Photo by Agent Orond_ © Creative Commons
When co-founders disagree about the type of business they are building things get ugly. Really ugly. I’ve experienced it firsthand, the destructive power of disagreements which decimate long time friendships, destroys perfectly sound businesses and cause totally rational people to make really bad decisions.
So I often advise co-founders to make sure to sync up about the type of business they want to build. They should take a careful look at the role each of them will play and agree on the type of exits that will make them happy. I just had that sort of meeting today with two young eager startup founders who seemed to be struggling with this very problem.
At issue was whether or not they should raise money from a VC to accelerate their business.

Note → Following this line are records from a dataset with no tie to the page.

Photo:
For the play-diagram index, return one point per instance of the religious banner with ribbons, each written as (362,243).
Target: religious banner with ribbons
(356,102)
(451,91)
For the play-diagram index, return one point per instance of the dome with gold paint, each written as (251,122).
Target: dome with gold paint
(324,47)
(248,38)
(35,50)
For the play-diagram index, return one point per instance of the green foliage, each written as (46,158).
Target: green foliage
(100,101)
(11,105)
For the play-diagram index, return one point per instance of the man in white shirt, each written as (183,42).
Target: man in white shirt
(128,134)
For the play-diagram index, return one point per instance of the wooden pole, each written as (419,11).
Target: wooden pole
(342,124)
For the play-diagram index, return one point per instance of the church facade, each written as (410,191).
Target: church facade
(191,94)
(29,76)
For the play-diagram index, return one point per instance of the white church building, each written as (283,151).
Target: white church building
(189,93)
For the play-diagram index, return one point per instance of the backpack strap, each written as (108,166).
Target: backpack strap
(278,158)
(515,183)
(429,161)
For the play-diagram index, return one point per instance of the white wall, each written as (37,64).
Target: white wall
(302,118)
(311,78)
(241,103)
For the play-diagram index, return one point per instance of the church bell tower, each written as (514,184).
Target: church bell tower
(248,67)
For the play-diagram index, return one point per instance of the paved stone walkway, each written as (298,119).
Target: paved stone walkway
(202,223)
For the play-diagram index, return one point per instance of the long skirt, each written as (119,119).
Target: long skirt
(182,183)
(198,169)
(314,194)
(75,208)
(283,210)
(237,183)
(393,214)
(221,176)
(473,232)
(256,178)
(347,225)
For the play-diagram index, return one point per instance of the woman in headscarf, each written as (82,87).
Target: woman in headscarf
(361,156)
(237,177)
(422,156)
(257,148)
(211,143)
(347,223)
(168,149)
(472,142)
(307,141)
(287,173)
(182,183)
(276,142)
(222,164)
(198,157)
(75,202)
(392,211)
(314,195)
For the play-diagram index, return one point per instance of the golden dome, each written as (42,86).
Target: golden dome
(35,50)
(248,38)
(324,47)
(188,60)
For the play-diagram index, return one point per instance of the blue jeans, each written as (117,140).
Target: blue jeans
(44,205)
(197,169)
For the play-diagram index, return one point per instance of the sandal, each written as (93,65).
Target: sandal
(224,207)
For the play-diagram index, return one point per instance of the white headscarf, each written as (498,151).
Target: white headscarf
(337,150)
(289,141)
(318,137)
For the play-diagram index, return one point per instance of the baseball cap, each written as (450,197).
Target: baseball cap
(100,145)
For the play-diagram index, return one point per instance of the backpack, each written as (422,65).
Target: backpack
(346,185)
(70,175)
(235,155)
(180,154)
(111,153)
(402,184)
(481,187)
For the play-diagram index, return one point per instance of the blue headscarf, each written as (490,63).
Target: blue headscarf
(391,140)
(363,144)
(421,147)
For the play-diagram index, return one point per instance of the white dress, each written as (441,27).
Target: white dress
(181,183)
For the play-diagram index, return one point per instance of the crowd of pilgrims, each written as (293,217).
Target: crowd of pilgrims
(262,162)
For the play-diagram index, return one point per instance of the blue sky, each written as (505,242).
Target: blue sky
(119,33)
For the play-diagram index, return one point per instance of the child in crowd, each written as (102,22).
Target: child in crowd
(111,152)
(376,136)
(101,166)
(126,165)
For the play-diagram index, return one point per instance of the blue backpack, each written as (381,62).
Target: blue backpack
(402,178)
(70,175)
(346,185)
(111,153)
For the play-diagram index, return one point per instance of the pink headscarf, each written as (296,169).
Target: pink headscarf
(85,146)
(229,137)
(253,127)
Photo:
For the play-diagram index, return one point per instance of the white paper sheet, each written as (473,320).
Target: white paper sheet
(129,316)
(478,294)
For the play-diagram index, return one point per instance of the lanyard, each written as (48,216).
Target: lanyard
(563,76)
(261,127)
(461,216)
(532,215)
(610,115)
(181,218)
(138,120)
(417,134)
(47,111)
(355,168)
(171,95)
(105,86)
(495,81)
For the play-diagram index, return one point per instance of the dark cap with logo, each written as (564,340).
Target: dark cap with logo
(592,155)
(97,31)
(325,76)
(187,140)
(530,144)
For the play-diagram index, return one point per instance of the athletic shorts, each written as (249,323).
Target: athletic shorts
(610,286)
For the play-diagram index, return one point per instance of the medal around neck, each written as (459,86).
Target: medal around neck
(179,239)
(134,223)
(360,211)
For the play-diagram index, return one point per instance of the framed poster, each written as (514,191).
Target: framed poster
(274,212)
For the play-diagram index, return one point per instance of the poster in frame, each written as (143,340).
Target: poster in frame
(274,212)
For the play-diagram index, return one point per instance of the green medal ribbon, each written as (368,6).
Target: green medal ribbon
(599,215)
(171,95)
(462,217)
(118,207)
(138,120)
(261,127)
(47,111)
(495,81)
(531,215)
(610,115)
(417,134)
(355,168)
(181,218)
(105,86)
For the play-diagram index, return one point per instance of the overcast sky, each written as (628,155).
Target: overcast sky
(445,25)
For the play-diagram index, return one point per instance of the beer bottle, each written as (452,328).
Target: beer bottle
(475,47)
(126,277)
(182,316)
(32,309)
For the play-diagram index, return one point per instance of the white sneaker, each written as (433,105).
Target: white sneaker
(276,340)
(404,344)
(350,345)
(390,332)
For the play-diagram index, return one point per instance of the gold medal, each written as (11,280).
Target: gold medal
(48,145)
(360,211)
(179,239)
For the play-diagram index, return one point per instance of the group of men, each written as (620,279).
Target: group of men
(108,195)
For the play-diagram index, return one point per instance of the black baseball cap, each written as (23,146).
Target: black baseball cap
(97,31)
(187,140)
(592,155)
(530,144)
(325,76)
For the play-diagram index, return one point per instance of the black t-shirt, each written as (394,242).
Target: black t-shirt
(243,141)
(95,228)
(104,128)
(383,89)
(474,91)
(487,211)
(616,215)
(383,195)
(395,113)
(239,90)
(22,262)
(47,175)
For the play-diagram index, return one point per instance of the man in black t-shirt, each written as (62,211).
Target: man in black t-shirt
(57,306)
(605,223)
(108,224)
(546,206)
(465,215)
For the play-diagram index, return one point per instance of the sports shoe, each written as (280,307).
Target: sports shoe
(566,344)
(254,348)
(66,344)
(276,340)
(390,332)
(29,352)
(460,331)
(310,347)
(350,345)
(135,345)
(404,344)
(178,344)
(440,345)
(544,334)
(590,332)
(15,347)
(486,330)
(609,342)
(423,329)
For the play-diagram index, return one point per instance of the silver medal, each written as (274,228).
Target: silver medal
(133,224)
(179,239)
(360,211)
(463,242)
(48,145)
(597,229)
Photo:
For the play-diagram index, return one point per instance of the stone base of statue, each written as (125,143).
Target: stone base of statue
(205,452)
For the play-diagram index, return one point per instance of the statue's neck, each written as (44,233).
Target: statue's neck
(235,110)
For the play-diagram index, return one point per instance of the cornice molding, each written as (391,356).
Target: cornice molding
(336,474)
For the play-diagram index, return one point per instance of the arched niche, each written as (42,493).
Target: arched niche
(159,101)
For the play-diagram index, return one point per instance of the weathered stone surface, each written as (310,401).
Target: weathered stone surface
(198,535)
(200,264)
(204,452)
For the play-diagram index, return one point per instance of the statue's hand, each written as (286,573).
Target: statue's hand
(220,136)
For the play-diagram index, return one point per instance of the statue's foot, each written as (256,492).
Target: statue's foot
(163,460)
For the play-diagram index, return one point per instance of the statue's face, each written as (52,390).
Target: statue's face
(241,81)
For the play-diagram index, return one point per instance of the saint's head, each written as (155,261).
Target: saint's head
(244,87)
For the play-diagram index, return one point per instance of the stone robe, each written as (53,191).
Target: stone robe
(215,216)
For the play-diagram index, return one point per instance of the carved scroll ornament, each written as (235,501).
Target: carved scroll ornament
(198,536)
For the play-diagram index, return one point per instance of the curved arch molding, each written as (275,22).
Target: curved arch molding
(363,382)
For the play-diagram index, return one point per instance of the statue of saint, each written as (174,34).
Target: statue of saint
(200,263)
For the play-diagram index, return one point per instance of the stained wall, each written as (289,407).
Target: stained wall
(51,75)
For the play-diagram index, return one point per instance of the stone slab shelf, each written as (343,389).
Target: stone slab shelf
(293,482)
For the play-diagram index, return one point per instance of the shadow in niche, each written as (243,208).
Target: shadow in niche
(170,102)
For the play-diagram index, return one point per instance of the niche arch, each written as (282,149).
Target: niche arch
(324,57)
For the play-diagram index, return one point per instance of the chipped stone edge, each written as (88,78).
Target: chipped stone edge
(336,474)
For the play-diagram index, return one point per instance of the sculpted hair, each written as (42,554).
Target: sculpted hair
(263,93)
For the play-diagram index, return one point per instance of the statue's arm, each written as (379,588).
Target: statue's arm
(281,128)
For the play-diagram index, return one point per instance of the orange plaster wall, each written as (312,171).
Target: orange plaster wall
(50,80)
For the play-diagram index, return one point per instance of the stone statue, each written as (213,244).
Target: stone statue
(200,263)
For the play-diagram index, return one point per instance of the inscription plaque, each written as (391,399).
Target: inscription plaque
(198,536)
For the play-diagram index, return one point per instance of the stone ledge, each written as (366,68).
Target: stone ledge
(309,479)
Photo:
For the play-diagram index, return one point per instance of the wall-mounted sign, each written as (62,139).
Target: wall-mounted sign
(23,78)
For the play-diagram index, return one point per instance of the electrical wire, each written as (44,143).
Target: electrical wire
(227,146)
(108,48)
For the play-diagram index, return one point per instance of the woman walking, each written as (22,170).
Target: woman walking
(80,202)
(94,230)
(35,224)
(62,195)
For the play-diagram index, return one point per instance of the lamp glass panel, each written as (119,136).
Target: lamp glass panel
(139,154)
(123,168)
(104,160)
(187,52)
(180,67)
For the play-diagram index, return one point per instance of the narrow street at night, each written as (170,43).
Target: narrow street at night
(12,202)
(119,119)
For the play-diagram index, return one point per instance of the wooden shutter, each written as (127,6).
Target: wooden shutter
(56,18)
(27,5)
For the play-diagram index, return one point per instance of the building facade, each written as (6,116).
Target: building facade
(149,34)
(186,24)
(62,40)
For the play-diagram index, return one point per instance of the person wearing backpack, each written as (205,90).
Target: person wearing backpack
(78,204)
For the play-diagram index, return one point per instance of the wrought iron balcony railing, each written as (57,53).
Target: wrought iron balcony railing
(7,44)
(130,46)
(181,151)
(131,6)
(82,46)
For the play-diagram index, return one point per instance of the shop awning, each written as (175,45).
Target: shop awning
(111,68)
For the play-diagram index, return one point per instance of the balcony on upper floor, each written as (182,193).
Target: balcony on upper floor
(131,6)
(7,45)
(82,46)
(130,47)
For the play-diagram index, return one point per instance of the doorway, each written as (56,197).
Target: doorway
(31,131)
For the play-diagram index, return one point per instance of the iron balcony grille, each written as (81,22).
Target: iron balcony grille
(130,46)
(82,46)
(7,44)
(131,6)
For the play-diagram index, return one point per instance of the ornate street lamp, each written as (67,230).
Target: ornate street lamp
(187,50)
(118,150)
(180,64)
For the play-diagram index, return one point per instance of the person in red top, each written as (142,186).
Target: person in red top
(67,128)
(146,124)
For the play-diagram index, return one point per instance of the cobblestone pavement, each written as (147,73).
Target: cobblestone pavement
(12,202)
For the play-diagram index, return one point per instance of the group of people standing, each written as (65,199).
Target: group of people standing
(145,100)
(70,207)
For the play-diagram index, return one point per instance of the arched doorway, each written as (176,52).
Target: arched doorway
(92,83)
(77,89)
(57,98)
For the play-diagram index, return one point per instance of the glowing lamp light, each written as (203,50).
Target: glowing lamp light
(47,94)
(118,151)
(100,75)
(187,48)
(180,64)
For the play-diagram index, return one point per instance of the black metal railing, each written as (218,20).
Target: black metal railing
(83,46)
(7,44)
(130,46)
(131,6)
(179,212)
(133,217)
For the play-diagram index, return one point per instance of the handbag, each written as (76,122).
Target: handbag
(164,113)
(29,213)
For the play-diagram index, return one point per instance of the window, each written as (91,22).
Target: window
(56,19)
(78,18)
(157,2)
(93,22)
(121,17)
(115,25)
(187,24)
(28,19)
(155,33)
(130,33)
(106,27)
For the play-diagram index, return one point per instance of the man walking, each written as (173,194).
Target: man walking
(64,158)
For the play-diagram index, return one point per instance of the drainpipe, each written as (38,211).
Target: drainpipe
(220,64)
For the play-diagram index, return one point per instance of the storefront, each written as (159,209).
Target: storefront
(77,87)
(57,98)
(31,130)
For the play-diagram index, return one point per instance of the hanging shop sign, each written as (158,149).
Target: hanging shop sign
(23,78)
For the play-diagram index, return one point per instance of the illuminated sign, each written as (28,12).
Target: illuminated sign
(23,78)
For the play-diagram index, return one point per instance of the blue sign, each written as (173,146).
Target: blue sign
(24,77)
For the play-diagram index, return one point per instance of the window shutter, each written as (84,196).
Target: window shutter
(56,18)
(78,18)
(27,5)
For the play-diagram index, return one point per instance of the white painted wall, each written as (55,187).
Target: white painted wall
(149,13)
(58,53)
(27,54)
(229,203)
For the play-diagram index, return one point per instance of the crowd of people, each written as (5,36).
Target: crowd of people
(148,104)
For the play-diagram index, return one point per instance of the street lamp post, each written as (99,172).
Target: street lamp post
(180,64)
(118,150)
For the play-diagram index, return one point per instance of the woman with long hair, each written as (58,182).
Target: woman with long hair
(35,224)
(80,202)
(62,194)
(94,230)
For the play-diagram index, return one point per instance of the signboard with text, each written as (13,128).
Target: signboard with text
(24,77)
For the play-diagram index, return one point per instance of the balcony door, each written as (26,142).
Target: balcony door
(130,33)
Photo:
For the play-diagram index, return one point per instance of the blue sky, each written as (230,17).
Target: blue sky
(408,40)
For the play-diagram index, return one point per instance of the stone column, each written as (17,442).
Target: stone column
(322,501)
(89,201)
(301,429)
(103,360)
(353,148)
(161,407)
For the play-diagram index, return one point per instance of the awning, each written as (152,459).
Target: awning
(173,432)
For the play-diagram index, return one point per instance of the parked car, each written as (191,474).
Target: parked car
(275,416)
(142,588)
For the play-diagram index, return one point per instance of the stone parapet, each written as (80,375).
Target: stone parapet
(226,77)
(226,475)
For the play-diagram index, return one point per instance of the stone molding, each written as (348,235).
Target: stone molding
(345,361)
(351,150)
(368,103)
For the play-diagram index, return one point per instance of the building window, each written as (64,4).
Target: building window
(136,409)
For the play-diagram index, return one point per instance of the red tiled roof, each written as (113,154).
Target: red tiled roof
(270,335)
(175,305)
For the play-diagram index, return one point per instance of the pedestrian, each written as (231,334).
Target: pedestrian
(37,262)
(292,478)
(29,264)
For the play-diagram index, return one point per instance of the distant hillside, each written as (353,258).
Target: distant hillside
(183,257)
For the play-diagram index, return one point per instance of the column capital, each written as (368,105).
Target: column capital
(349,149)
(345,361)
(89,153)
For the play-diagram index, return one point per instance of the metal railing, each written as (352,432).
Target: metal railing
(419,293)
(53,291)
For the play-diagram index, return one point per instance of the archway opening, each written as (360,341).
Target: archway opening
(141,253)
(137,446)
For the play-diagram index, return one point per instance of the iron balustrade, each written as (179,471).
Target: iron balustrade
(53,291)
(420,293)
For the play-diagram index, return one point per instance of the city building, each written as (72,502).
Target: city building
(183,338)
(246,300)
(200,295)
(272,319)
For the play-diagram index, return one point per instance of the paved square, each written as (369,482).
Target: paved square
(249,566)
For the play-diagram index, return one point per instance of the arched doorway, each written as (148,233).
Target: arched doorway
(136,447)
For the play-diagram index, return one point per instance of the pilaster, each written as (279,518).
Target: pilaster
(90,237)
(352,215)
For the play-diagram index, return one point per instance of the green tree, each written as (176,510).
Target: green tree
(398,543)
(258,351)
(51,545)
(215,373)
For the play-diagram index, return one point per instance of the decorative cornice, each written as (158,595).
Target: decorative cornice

One of the two founders wanted to raise money and the other did not. At issue wasn’t so much raising money but what type of business did each want to build. After counseling them for a few minutes I asked them:
Are you creating a lifestyle business or a large corporation?
The question gets right to the point. Do you want a business which fuels a great lifestyle or do you want to build a big company that creates lots of jobs, takes on many investors and has global reach?
Once the two founders agreed that they wanted to create a lifestyle business the question on raising VC money was very easy to answer. In this case it didn’t make sense to raise it and both were in agreement.
There should be no shame in going after a lifestyle business. Not every company is destined to become a large corporation and many types of business especially those connected to the arts are better suited as lifestyle businesses.
Knowing which type of business you want to build at the start will help you sync up with your co-founders and those future decisions — the really hard ones, will be much easier to decide.